El escolar entristecido
El otro día perdí la ocasión de comprarme un escolar entristecido, me lo hubieran vendido barato. Sus padres estaban buscando dejarlo en buenas manos por tan sólo una libra y seis chelines. Yo me entretuve en regatear un poco el precio, porque al escolar entristecido había que empezar por calzarlo y vestirlo de arriba abajo, y una señora se me anticipó y se lo llevó de la mano.

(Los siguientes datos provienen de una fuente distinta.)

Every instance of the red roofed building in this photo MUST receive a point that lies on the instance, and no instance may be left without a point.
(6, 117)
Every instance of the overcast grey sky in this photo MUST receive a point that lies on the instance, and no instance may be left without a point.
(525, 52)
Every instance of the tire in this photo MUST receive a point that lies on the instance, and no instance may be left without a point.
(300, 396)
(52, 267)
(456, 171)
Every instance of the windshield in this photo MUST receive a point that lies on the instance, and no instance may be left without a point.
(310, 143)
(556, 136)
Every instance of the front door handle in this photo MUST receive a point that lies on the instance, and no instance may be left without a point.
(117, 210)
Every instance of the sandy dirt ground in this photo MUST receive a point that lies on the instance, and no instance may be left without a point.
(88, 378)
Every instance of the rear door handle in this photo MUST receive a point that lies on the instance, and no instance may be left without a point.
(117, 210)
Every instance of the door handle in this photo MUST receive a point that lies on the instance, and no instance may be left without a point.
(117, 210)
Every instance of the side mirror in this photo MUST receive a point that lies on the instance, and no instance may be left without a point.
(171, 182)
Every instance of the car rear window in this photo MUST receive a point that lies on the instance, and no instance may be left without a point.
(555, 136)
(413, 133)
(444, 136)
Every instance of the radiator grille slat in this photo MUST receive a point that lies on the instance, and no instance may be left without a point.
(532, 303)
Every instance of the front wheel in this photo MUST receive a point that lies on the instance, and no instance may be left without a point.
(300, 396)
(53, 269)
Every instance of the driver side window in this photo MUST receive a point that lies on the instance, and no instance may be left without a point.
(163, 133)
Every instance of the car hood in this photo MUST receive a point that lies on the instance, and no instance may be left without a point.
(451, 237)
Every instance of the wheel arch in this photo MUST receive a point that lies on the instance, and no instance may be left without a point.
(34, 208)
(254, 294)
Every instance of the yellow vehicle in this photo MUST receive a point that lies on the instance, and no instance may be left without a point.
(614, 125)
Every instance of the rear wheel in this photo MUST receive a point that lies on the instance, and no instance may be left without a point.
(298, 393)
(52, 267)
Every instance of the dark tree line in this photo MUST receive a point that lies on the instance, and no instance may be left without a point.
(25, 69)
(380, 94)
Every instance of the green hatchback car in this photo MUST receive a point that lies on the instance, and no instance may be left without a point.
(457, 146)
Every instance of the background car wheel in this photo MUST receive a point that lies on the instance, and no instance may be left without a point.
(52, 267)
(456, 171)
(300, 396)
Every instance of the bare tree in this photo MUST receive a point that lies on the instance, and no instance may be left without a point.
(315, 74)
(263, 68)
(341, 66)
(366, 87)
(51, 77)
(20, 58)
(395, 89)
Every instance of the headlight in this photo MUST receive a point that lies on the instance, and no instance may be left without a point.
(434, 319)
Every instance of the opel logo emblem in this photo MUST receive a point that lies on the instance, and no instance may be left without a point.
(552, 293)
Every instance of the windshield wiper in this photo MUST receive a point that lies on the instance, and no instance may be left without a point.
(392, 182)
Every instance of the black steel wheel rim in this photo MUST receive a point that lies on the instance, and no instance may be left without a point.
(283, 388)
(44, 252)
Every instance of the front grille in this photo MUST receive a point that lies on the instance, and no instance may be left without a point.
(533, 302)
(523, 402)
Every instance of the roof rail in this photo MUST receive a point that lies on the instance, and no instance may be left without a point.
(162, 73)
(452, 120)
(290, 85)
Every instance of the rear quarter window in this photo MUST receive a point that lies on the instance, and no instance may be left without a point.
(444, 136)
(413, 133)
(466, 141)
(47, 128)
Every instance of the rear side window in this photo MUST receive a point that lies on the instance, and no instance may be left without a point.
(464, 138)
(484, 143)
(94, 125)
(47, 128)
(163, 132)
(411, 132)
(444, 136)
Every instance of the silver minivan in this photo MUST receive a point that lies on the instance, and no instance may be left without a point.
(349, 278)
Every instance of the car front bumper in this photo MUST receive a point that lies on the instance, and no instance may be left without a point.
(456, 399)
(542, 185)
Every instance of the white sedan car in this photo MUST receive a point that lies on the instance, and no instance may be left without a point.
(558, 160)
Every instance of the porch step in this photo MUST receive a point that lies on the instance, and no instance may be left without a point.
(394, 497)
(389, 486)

El escolar entristecido, cuando su ama se lo llevaba de la mano, no volvió la cabeza atrás. Se conoce que no le interesaba excesivamente lo que atrás dejaba.
Yo, hijo mío, sentí curiosidad y apreté el paso hasta alcanzarlo. El escolar entristecido no iba más triste que de costumbre; tampoco, esa es la verdad, iba más alegre. El escolar entristecido marchaba como si fuera de palo, mirando para el suelo y pasando una mano por la pared.
La señora que lo había comprado, aunque de ceño duro, parecía de buenos sentimientos y, de cuando en cuando, arreaba una castaña, no muy fuerte, en la cabeza del escolar entristecido. El escolar entristecido recibía el golpe en su pelambrera color zanahoria y ni se encogía, ni se estiraba, ni se agachaba, ni se engallaba. A lo mejor, tampoco se enteraba.
El ama del escolar entristecido, hijo mío, al pasar por delante de una tienda de caramelos, compró un caramelo de menta, lo partió más o menos por la mitad y le dio una parte, la más pequeña, al escolar entristecido; la otra la chupó un poco y después la guardó en el bolso, envuelta en un papel de seda.
El ama del escolar entristecido, Eliacim, en seguida se echaba de ver que era una señora muy cuidadosa.
Yo, hijo, como no tenía mejor cosa que hacer, me fui un largo rato detrás del escolar entristecido y de su ama.
En una tienda de comestibles, al escolar entristecido le compraron tres galletas. El escolar entristecido se comió dos y guardó la tercera en el bolsillo del pantalón.
El pantalón del escolar entristecido, Eliacim, era una honda mina de inimaginables tesoros, de riquezas sin fin que el escolar entristecido, hijo, templaba con el calorcillo de sus ingles y acariciaba, con disimulo, cuando tenía una remota posibilidad de no ser mirado.
Yo nunca lamentaré bastante, hijo mío, haber dejado escapar la ocasión de hacerme can el escolar entristecido. En nuestro hogar, Eliacim, el escolar entristecido hubiera podido representar un airoso papel de corneta.
Sólo me consuela la idea, hijo, de que el escolar entristecido, andando el tiempo, llegue a arrancarle el corazón a la señora que lo compró. Probablemente, el escolar entristecido cometería su mala obra entre horrísonas carcajadas sobrecogedoras.